FRIDAY, 5.00PM:
The key M3 money supply for October has suddenly jumped by R5 667-million rand to R364 457-million — from R358 790-million in September, a far worse figure than expected. But economists warn against taking a single month’s figure as proof of a trend.
According to figures released by the Reserve Bank on Friday, the seasonally adjusted M3 money supply was at R366 813-million in October, up from R359 732-million in September. The percentage change over 12 months is 17,09% — up from 16,30% in September.
Total domestic credit extension is also up — R429 645-million in October as against R421 845 in September. The percentage change in total domestic credit extension over 12 months is 17,21 for October, against 15,34 in September.
Since the short term relationship between money supply and the economy is not clear, it is still too early to tell whether the latest figures are ‘statistical noise’ or the beginning of an ominous stronger upswing in the money supply.
The indications from car sales and other factors are that October was in fact not a very buoyant month for the economy. The latest figures come just after the start of turmoil in the stock market, so financial market activity could be an important factor. Some speculators may have increased their overdrafts to stay liquid, and others could have sold out, or added to their deposits.

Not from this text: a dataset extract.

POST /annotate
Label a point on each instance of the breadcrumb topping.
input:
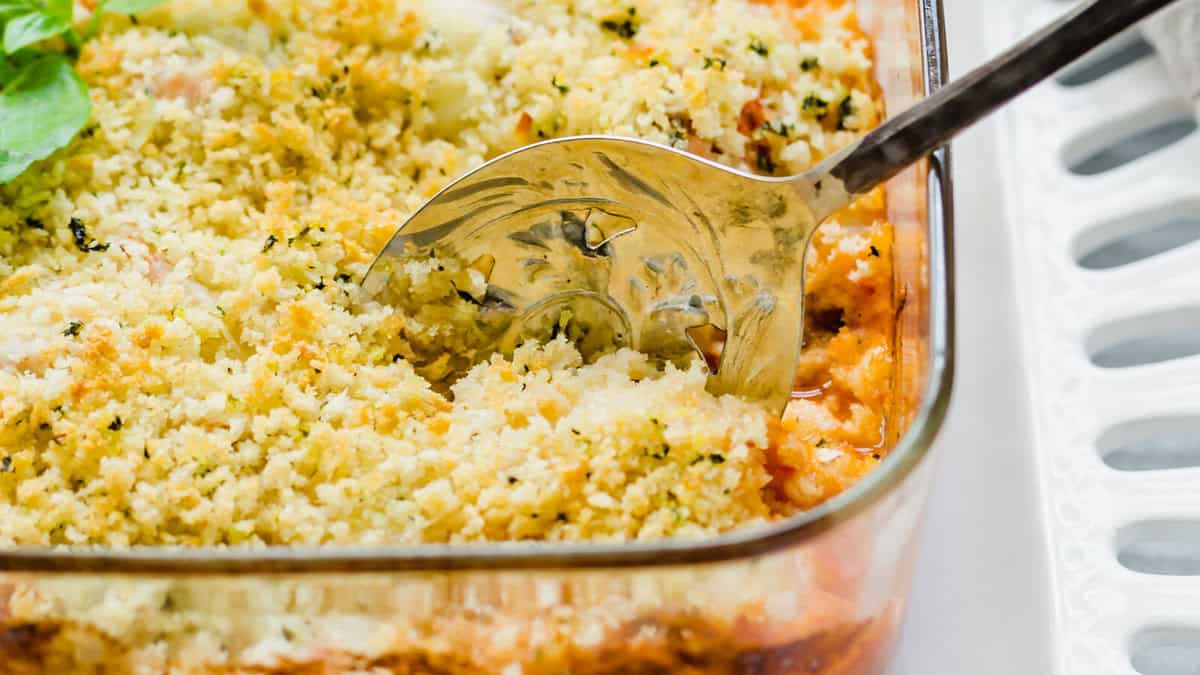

Jac Loubser, Chief Economist at Sanlam Asset Management says the leap in money supply and credit extension figures has upset the trend of improvement and may stall the relaxation of monetary policy in the new year. But he is waiting for next month’s figures to see if this is a trend, or a one-off hiccup. Loubser finds it difficult to believe that this a trend, and is sticking to his prediction of a further drop in interest rates by the end of the first quarter of next year. Loubser says the high money supply is to a large extent the result of the high growth in credit extension. The increases came as a surprise — in particular the fact that mortgage figures increased. He says that that is difficult to explain.
The only possible explanation is that consumers used their access bonds to mobilise funds to put into the equity market. He does not think the credit growth is due to distress borrowing — it s too large and sudden a leap for that. More detail should emerge when the DI 900 forms that banks fill in for the Reserve Bank become available.